A Roll of Honour – To past & fallen Grenadiers
The information contained on this website is based upon my father’s efforts during the late 1980’s, during which he set about creating a list of fallen Grenadiers in the 2nd world war. With the absence of today’s technology it was done from a collection of books, documents and letters which were entered into long hand into a ledger. My father was fortunate to remain in contact with many ex-guardsmen, through the Windsor Grenadiers Guards club and others around the country. The ledger he created was loaned to the club and viewed by members and visitors alike, it became a source of much reflection and conversation of those war days.
In my father’s declining years I suggested his efforts be converted into a digital format, and made visible to all through a web-site. We were very fortunate to live not far from The Commonwealth War Graves Commision who appreciated his past efforts and understood our intentions, and very kindly assisted in the task.
As a result of the CWGC help we undertook to include Grenadier Guard losses from the 1st World War and then loses from troubles and conflicts since those World War days, the result of which is what you see today. The site has recently gone through some technology changes, and has recently been off-line. We are now in the process of rebuilding it, should you have any comments and/or information you wish included please contact us.
Overview of my father’s service:
He volunteered for military service on the 4th November 1942 at Lady Lane recruiting centre, Templar House, Leeds at the age of 18.
He asked to join the Grenadier Guards and his attestation was forwarded to the Commanding officer, Grenadier Guards, Birdcage Walk, London SW1 on the 5th November 1942 and read’s: ‘A smart man, wishing to serve on a normal engagement (7 & 5), will you accept’.
The commanding officer at Birdcage Walk responded on the 6th November 1942 saying ‘I will accept’.
He was posted to the Guards Depot Caterham, Surrey on the 11th November 1942, and joined Corporal S. Lawrence squad for basic training.
Following basic training my father joined the 6th Armoured brigade, which I believe was on ‘Matilda’ tanks, and trained to form part of the North African campaign.
Whilst training he suffered an injury, losing the end of his left index finger. The injury occured when the tank hatch cover was accidentally kicked shut on his outstretched hand, by a crew member exiting in haste.
During his rehabilitation which he always said ‘was not very long‘ he trained as a classified Signaller. He was then posted forward to join the battle for Rome and saw conflict in the Garigliano valley, and then the fierce fighting during the battle for Monte Cassino.
During this period he became attached to a group of Polish soldiers, or they to his group. This was something of a dark period as he would never speak of it, other than to remark that ‘The Polish were fighting a different kind of war‘.

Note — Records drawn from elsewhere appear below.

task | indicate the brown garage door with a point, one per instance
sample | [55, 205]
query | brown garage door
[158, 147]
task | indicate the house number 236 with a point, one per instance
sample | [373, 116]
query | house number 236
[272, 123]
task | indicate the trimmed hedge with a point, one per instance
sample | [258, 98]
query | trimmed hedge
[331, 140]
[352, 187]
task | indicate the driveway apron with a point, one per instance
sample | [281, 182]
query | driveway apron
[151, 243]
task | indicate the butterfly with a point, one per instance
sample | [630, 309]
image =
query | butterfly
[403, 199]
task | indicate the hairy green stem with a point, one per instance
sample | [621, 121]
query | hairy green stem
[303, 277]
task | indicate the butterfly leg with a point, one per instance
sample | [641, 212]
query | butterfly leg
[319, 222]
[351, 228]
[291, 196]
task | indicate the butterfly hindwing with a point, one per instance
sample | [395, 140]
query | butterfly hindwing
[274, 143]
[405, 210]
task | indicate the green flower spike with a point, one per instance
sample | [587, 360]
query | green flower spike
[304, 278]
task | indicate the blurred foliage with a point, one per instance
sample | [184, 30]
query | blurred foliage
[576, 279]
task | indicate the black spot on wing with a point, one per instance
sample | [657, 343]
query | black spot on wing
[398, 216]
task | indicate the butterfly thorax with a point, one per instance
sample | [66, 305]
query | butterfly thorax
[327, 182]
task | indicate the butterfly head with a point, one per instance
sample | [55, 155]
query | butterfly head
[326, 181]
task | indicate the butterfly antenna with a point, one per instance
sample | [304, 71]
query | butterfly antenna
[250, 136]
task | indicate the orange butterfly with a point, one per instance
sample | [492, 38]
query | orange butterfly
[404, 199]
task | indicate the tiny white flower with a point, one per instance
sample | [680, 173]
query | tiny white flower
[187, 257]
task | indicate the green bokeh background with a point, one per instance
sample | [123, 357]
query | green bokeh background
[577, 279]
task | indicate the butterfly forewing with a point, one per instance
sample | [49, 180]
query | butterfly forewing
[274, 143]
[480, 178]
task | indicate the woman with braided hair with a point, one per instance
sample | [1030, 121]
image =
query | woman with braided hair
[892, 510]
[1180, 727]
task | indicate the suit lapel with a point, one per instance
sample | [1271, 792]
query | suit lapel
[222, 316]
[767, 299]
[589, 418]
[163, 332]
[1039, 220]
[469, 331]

He was later awarded the ‘Polish Cross of Freedom & Independence, with Swords’
My father returned from Italy on the 2nd of January 1946 and was posted to Victoria barracks in Windsor, Berkshire.
Whilst in Windsor he regularly carried out guard and ceremonial duties at Windsor castle, and Buckingham Palace. He and his platoon were often required to march the 26 miles between the Royal locations and he was actively involved in recruitment drives.
I believe he found his time at Windsor barracks less than fully engaging following active service, in Italy. However, he did meet and marry my mother whilst in Windsor, and also managed to get demoted back to Guardsman by the time he was demobbed on the 16th November 1949.